By: Jason B. Nichols
Request for Medical Review Panel Interrupts Prescription as to Non-Health Care Provider Joint Tortfeasor
In Milbert v. Answering Bureau, Inc., the Louisiana Supreme Court considered the issue of whether “a non-health care provider could be a joint tortfeasor with a health care provider against whom medical malpractice complaint had been filed, such that the suspension of prescription provisions of La.

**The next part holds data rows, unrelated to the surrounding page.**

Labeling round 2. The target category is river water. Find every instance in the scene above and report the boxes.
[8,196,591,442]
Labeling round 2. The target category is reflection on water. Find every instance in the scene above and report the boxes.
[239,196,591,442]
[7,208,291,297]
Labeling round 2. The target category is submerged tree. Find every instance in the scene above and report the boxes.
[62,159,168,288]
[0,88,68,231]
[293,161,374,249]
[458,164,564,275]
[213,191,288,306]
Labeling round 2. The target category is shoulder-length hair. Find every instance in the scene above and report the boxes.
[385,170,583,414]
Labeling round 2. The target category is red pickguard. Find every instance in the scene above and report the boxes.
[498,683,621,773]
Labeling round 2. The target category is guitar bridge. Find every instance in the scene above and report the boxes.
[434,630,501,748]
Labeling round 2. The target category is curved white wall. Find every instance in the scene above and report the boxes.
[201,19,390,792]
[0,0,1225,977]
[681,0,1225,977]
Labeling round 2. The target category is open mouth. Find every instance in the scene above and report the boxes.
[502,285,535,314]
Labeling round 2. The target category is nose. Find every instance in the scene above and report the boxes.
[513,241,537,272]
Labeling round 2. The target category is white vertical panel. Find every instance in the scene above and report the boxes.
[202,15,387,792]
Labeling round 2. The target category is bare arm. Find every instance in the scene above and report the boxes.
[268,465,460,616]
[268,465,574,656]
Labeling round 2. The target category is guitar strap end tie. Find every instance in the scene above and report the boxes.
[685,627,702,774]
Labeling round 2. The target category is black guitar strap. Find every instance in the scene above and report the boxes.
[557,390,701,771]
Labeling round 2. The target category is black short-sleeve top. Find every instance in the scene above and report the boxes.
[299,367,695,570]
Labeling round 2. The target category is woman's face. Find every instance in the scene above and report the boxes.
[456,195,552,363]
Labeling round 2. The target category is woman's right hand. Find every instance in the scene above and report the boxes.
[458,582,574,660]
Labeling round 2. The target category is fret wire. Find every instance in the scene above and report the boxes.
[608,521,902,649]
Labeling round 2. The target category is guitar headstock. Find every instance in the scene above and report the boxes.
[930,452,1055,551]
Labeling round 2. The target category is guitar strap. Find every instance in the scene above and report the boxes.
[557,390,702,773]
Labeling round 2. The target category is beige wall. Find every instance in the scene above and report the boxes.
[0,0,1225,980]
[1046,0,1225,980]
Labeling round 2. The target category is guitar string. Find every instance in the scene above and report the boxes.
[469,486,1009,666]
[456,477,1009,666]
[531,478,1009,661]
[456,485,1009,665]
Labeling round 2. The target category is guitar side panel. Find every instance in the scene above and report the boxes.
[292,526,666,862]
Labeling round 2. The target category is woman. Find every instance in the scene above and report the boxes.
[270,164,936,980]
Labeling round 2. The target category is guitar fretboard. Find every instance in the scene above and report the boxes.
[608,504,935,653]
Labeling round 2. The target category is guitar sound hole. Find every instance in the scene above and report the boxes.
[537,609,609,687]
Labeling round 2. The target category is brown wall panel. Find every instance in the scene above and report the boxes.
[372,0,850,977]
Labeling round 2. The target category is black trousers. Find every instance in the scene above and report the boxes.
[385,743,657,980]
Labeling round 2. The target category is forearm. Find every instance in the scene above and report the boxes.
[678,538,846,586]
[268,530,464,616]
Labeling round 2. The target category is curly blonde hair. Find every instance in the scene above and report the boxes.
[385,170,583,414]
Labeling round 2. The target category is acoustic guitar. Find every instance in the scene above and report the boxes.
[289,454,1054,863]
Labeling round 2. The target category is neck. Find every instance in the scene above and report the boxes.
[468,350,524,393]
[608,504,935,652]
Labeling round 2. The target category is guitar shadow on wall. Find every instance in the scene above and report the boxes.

R.S. 40:1299.47(A)(2)(a) would apply to the filing of suit against the non-health care provider.” The Court answered in the affirmative, holding that a timely request for a medical review panel as to a health care provider interrupts prescription as to a non-health care provider, such as the physician’s answering service, who is alleged to be a joint tortfeasor.
Hospital and Doctors are Separate Entities for Application of Continuing Tort Doctrine
In Haim, two doctors treated patient at Oschner for kidney problems for several years, with the last treatment occurring on April 24, 2007. Patient was treated by other doctors at Oschner, including kidney treatment, until July 20, 2011. Patient then sought treatment at another facility, where it was determined that he had been misdiagnosed by the first two physicians at Oschner. Patient filed complaint with PCF on June 22, 2012, against first two doctors. Misdiagnosis by first two doctors occurred more than three years prior to filing of complaint, so claim would be untimely absent some exception. Patient argued that subsequent treatment at Oschner, albeit by different doctors, should interrupt prescription against first two doctors because it was the same facility. The court disagreed, holding that even if other doctors at Ochsner also misdiagnosed condition subsequent to the alleged misdiagnoses by first two doctors; those acts cannot be used to interrupt prescription as to the earlier treating physicians.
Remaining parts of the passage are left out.